From a business perspective, Indie means this:
* MUCH lower development costs. For the console makers, and Steam, it means that they can get content out there and only pay developers if their content sells. Development costs is pretty much on the backs of the developers. Their costs would be lower, because they don't have casts of thousands they need to pay.
* Much wider range of quality and originality of concepts. You are more likely to get experimental concepts done by Indies, and stuff all over the map. Of course, in this, you will also get a glut of clones of stuff that had worked, but that goes with the territory.
* Lower production value. You are not going to get a wide range of voice actors, Hans Zimmer doing the soundtrack, and what is equivalent to Hollywood Blockbusters.

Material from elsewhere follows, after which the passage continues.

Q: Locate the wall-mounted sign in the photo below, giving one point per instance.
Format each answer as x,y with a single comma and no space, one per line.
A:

* Game that feels far more old-school in nature. You will get evolutionary updates to old concepts. BUT, when you work with small dev teams, who are trying to make entertaining games, you are going to run into games that feel old school to some degree.

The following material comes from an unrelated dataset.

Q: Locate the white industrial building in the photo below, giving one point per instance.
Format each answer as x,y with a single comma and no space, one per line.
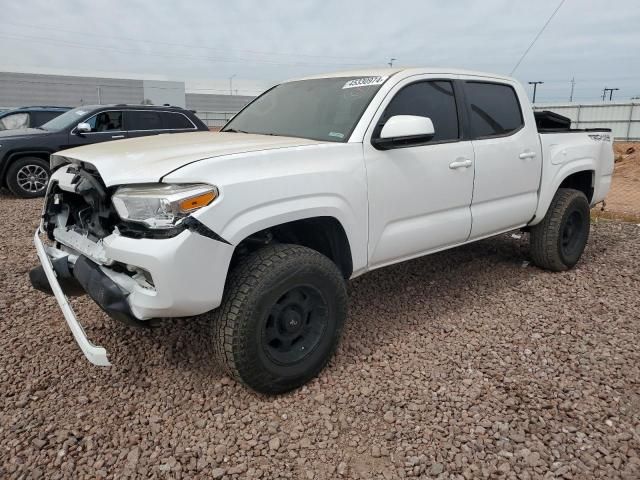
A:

End result, is you have a flood of mixed quality, and a rare gem that will rise to the top and end up turning the industry on its head. For the console makers and steam, it is like buying huge numbers of lottery tickets, and hoping one takes off and becomes a Minecraft or Angry Birds. Costs to return on investment is what excites them. And the rare gems I speak of are what help the industry from getting stuck in a rut, and dying off from boredom.
If you see my CADERS link below, it started out with casual, retro, and neo-retro. With the flux of Indie, I then realize that neo-retro can fairly easily be replaced by Indie, because of the nature of Indie stuff being like old school.